I would do as little as possible.ad some old barely ridable tires, little love to the chain and bearings.then ride the tires off it! Why reverse what mother nature spent years to accomplish? I love it.


----------



## tripple3 (Dec 22, 2016)

Birdzcad64 said:


> I would do as little as possible.ad some old barely ridable tires, little love to the chain and bearings.then ride the tires off it! Why reverse what mother nature spent years to accomplish? I love it.



Totally my style; if it were that easy you would have seen pics on WBDYR the same day I got it!
Many spokes are snapped off, wheels don't roll, and the chain is pretty solid....


----------



## fordmike65 (Dec 22, 2016)

Looks like a match to the Funeral Bike. Probably had an aluminum torpedo hornlite at one time too.


----------



## tripple3 (Dec 22, 2016)

There is a horn button and horn in the tank, no switch on the tank; so I think it had a front loader...









I love that the valve stem cap held the last piece of chrome on until now...







Being so close to the beach I think those little crustaceans are still alive…


----------



## Dave K (Dec 22, 2016)

Rebuild a set of wheels with heavy patina and make it a rider.  A few battles to rebuild it without upsetting the rust but it can be done.


----------



## buickmike (Dec 22, 2016)

Trippe 3 - didn't we see a cwc yesterday all orig. Beautiful. Survivor? I thought about my cwc and wondered why I saved it. Rusted all to hell 75% rust I took pieces off and glass beaded till pin holes appeared in fenders. Why this dog of a bike when there are others that could use you attention?


----------



## tripple3 (Dec 22, 2016)

buickmike said:


> Trippe 3 - didn't we see a cwc yesterday all orig. Beautiful. Survivor? I thought about my cwc and wondered why I saved it. Rusted all to hell 75% rust I took pieces off and glass beaded till pin holes appeared in fenders. Why this dog of a bike when there are others that could use you attention?
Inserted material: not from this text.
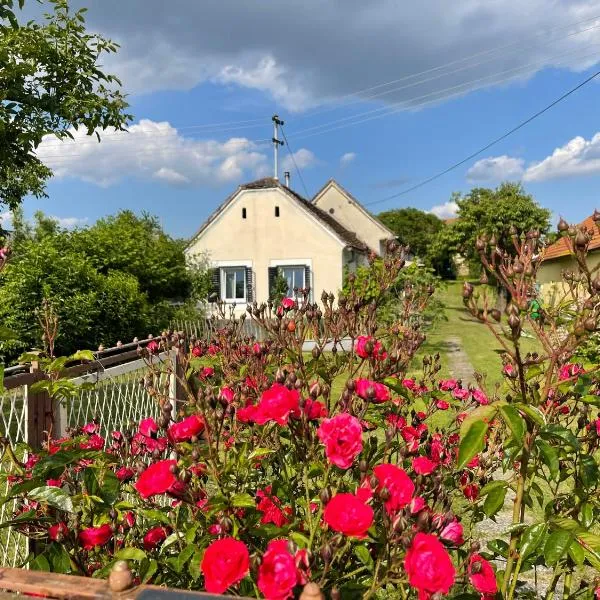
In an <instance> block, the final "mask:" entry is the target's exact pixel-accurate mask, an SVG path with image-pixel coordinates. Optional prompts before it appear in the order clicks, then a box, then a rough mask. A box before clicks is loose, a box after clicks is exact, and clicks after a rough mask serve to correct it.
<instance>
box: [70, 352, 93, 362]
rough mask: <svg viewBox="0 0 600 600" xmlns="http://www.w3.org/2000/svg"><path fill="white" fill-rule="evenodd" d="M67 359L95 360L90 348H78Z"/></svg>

Because I love the poor, neglected, outcast, ugly, and abused.
Thanks for clearing that up for me.


----------



## fordmike65 (Dec 22, 2016)

For those of us that ride our bikes, I really think untouched crusty riders is the future of collecting.. No painting or replating. No de-rusting, paint restoration or waxing even. Just the bare minimum to get it rolling i.e. tubes, tires, bearings, etc. This is exactly what I've done with my Merc, Luisa's Funeral bike and my crusty Colson double bar. It's weird that these are the bikes that get the most attention when out and about. Just make sure your Tetanus shots are up to date before taking it for a spin...


----------



## Joe Buffardi (Dec 22, 2016)

Yeah what he said!


----------



## rustjunkie (Dec 22, 2016)

loose wheels with crusty but usable spokes are not tough to find.


----------



## RustyK (Dec 22, 2016)

What I've found is non collector people know that what they are looking at is old, and they appreciate it when it's a rusty pile like this. I think that thing is beautiful.


----------



## birdzgarage (Dec 22, 2016)

Id relace those wheels with used spokes, some old crusty tires and rock that baby!


----------



## birdzgarage (Dec 24, 2016)

My mead pathfinder,as found.i just pulled it down.gonna make it ride again


----------



## birdzgarage (Dec 24, 2016)

Tripple3s hartford inspired me.found this a few years ago at the roadster show swap.its been hangin in the garage.when I have the parts to begin, ill start a build thread.


----------